Corpus test
This directory contains tests that verify the integrity, format,
parseability, and catalog functionality of corpus in PyThaiNLP.
Purpose
These tests are separate from regular unit tests because:
- They test actual file loading and parsing (not mocked)
- Downloadable corpus tests require network access and can be slow
- They verify corpus format and structure
- They test corpus catalog download and query functionality
- They should only run when corpus files or corpus code changes
Test categories
Corpus catalog tests (test_catalog.py)
Tests corpus catalog functionality:
- Catalog download from remote server
- Catalog URL and path validation
- Catalog JSON structure verification
- Querying specific corpus details
- Version information validation
Built-in corpus tests (test_builtin_corpus.py)
Tests corpus files that are included in the package:
- Text word lists (negations, stopwords, syllables, words, etc.)
- CSV files (provinces)
- Frequency data (TNC, TTC)
- Name lists (family names, person names)
Downloadable corpus tests (test_downloadable_corpus.py)
Tests corpus files that need to be downloaded:
- OSCAR word frequencies (96MB)
- TNC bigram/trigram frequencies (41MB + 145MB)

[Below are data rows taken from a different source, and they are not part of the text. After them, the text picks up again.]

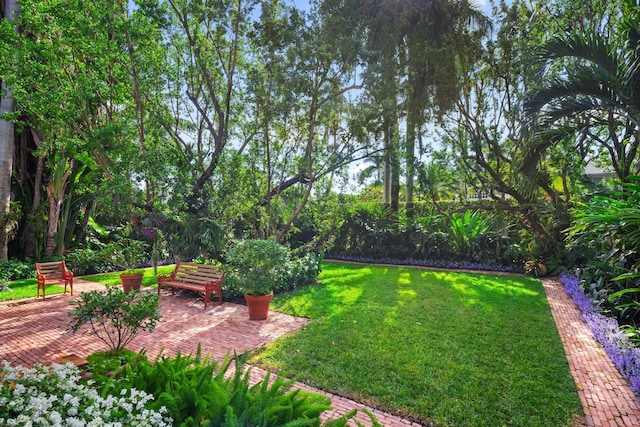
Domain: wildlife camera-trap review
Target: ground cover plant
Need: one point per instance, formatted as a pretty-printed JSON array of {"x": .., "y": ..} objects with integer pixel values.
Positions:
[{"x": 450, "y": 348}]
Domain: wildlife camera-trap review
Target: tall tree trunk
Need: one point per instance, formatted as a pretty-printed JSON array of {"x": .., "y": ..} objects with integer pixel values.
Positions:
[
  {"x": 56, "y": 190},
  {"x": 7, "y": 142},
  {"x": 395, "y": 165},
  {"x": 410, "y": 146},
  {"x": 29, "y": 235},
  {"x": 386, "y": 195}
]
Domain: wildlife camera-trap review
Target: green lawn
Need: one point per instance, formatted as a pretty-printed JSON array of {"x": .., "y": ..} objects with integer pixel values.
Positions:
[
  {"x": 27, "y": 288},
  {"x": 455, "y": 349}
]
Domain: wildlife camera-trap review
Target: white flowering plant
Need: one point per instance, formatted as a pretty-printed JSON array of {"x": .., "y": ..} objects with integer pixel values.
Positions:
[{"x": 53, "y": 396}]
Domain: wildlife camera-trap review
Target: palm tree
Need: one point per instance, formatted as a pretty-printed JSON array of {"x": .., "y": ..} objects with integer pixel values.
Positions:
[{"x": 597, "y": 95}]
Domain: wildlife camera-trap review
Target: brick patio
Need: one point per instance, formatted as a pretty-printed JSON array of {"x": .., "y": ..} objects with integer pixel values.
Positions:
[{"x": 34, "y": 331}]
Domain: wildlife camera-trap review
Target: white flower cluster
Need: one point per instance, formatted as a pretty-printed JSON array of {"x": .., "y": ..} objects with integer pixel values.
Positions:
[{"x": 53, "y": 396}]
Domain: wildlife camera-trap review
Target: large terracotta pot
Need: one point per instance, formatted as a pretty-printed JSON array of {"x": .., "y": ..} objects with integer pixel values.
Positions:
[
  {"x": 258, "y": 306},
  {"x": 131, "y": 281}
]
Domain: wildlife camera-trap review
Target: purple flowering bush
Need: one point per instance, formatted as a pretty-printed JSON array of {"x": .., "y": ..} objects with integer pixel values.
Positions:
[{"x": 606, "y": 330}]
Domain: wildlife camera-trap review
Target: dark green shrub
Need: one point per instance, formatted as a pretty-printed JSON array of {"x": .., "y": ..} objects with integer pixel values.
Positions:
[
  {"x": 256, "y": 266},
  {"x": 87, "y": 261},
  {"x": 607, "y": 229},
  {"x": 289, "y": 271},
  {"x": 298, "y": 272}
]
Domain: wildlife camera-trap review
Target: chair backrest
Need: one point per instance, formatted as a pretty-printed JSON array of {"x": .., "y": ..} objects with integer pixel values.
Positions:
[
  {"x": 189, "y": 272},
  {"x": 51, "y": 270}
]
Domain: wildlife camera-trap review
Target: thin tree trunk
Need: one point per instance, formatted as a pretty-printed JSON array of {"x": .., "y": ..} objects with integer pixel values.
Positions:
[{"x": 7, "y": 143}]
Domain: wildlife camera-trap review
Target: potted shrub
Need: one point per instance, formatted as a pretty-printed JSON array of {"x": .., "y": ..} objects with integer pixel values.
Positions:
[
  {"x": 115, "y": 317},
  {"x": 127, "y": 254},
  {"x": 255, "y": 266}
]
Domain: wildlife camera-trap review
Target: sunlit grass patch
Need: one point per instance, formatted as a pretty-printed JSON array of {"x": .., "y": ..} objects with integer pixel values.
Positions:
[{"x": 457, "y": 349}]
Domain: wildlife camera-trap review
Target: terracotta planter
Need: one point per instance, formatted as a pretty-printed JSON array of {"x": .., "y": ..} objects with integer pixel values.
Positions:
[
  {"x": 258, "y": 306},
  {"x": 131, "y": 281},
  {"x": 542, "y": 270}
]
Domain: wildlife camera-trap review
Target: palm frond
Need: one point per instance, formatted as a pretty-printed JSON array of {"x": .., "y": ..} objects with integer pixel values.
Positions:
[{"x": 592, "y": 47}]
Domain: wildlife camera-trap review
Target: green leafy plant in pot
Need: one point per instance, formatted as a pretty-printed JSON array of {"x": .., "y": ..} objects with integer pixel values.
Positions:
[
  {"x": 255, "y": 266},
  {"x": 127, "y": 254}
]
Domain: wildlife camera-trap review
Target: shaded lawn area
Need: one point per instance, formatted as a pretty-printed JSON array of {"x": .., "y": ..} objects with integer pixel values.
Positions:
[
  {"x": 27, "y": 288},
  {"x": 454, "y": 349}
]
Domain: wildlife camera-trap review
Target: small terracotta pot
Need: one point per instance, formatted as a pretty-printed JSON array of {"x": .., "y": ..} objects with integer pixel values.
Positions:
[
  {"x": 131, "y": 281},
  {"x": 542, "y": 270}
]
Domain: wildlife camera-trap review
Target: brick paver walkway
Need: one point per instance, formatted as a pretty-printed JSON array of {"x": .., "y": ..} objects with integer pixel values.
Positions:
[
  {"x": 33, "y": 331},
  {"x": 606, "y": 396}
]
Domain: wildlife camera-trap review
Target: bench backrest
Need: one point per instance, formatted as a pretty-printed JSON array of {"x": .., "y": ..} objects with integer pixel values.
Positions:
[
  {"x": 190, "y": 272},
  {"x": 51, "y": 270}
]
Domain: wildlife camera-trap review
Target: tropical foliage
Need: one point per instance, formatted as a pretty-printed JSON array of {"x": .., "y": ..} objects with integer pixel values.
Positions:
[{"x": 115, "y": 317}]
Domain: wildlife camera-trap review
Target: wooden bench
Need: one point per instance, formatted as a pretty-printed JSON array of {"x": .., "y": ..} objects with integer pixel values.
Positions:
[
  {"x": 53, "y": 273},
  {"x": 194, "y": 277}
]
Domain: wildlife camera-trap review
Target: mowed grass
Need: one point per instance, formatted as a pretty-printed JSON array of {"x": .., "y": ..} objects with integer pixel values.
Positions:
[
  {"x": 449, "y": 348},
  {"x": 27, "y": 288}
]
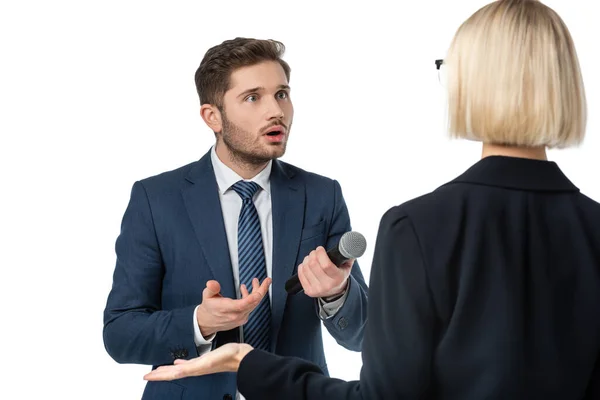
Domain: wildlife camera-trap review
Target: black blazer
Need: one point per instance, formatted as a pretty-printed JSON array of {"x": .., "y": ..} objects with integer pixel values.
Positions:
[{"x": 487, "y": 288}]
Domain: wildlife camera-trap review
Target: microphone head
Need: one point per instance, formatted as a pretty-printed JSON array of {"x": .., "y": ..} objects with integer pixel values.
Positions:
[{"x": 352, "y": 245}]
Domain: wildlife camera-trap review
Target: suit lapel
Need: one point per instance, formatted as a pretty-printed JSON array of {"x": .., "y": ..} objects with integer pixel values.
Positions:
[
  {"x": 204, "y": 209},
  {"x": 287, "y": 201}
]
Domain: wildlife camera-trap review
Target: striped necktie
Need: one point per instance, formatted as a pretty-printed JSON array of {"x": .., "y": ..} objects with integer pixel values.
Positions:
[{"x": 252, "y": 264}]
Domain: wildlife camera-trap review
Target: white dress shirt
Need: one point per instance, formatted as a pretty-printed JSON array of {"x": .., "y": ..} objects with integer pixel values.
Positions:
[{"x": 231, "y": 204}]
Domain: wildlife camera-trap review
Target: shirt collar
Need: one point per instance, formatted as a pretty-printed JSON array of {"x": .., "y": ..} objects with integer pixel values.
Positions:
[{"x": 226, "y": 177}]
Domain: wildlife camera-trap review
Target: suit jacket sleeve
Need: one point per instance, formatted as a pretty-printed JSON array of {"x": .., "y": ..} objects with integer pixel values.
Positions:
[
  {"x": 399, "y": 338},
  {"x": 136, "y": 330},
  {"x": 593, "y": 390},
  {"x": 348, "y": 324}
]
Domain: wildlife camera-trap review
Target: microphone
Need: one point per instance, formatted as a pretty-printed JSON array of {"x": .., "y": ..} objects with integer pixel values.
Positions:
[{"x": 351, "y": 245}]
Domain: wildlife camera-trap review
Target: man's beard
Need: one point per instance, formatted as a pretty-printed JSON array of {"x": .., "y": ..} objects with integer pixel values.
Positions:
[{"x": 243, "y": 149}]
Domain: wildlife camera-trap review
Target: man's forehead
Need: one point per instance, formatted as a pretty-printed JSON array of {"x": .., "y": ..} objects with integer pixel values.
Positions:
[{"x": 268, "y": 76}]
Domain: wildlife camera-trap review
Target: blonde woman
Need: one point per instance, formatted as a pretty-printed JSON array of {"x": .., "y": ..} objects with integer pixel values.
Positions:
[{"x": 488, "y": 287}]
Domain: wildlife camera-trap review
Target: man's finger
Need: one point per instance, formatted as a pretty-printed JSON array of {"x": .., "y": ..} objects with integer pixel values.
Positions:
[
  {"x": 328, "y": 268},
  {"x": 244, "y": 291},
  {"x": 212, "y": 289},
  {"x": 310, "y": 276},
  {"x": 303, "y": 281}
]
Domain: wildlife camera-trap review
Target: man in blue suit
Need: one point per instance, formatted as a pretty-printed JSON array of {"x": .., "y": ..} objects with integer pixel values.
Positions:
[{"x": 205, "y": 250}]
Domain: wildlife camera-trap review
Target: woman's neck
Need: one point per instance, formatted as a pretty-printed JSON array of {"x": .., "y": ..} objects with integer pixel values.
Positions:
[{"x": 536, "y": 153}]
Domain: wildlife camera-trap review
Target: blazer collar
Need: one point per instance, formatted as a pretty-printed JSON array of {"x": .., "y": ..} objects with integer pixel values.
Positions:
[{"x": 517, "y": 173}]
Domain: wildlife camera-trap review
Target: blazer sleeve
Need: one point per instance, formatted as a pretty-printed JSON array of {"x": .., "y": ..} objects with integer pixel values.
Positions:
[
  {"x": 348, "y": 324},
  {"x": 136, "y": 329},
  {"x": 593, "y": 390},
  {"x": 399, "y": 337}
]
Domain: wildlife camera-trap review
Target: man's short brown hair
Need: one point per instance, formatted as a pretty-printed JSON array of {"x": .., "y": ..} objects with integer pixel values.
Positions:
[{"x": 214, "y": 73}]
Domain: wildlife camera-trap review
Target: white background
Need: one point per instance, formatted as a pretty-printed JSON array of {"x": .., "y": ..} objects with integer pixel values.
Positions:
[{"x": 97, "y": 94}]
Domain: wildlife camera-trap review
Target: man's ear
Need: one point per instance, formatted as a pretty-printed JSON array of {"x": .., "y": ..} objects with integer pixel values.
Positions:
[{"x": 212, "y": 117}]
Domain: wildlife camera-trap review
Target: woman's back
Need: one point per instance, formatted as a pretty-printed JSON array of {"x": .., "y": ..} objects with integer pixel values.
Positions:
[{"x": 512, "y": 254}]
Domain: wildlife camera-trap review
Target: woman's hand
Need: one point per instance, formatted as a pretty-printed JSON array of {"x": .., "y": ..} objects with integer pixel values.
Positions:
[{"x": 226, "y": 358}]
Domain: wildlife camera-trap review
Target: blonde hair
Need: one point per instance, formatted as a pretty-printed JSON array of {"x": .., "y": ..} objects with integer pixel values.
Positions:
[{"x": 514, "y": 78}]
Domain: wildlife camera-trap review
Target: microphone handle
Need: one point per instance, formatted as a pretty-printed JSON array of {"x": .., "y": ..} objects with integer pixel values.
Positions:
[{"x": 293, "y": 285}]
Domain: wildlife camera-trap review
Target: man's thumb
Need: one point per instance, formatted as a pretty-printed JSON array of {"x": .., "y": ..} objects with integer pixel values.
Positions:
[{"x": 212, "y": 289}]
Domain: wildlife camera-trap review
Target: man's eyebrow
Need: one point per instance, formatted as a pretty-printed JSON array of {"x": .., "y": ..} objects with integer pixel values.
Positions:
[
  {"x": 251, "y": 90},
  {"x": 260, "y": 88}
]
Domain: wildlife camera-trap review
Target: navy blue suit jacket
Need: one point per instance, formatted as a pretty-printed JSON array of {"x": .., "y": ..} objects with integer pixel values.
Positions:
[{"x": 173, "y": 241}]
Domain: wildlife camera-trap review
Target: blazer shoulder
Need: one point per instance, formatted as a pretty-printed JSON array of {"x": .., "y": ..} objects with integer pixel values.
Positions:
[
  {"x": 311, "y": 178},
  {"x": 168, "y": 179}
]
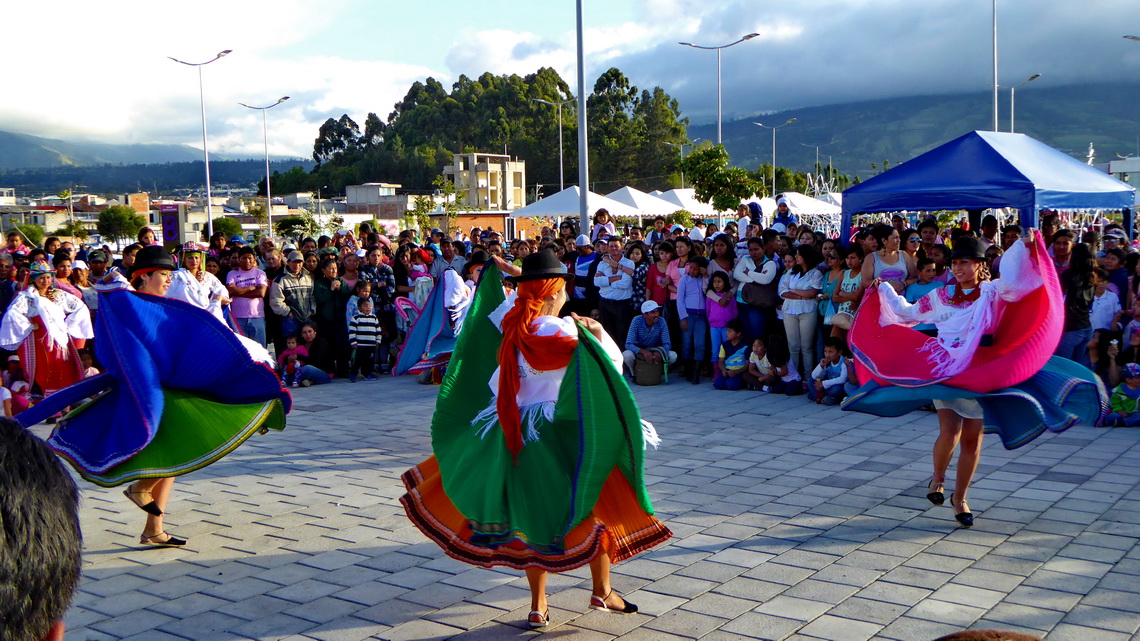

This test will take longer time than others due to
size of the downloads.
Running tests
Run all corpus tests:
python -m unittest discover -s tests/corpus -v
Run only catalog tests:
python -m unittest tests.corpus.test_catalog -v
Run only built-in corpus tests:
python -m unittest tests.corpus.test_builtin_corpus -v
Run only downloadable corpus tests:
python -m unittest tests.corpus.test_downloadable_corpus -v
CI integration
The corpus test runs automatically via
GitHub Actions workflow (.github/workflows/corpus.yml) when:
- Changes are made to
pythainlp/corpus/**
- Changes are made to
tests/corpus/**
- The workflow file itself is modified
What is tested
Each test verifies:
- Loadability: File can be loaded without errors
- Type correctness: Returns expected data type
(frozenset, list, dict)
- Non-empty: Contains actual data
- Format validity: Data structure matches expected format
- Content validity: Contains expected content
(e.g., Thai characters)
- Catalog functionality: Catalog can be downloaded
and queried correctly
Adding new tests
When adding a new corpus file or function to pythainlp.corpus:
- Add a test to
test_builtin_corpus.py if it’s included in the package
- Add a test to
test_downloadable_corpus.py if it requires download
- Add a test to
test_catalog.py if it involves catalog operations
- Verify the test catches format errors by temporarily breaking the corpus
Relationship to unit tests
- Unit tests (
tests/core/test_corpus.py):
Use mocks for speed, test code logic
- Corpus test (this directory):
Use real data, test file integrity and catalog
Both test suites are important and complementary.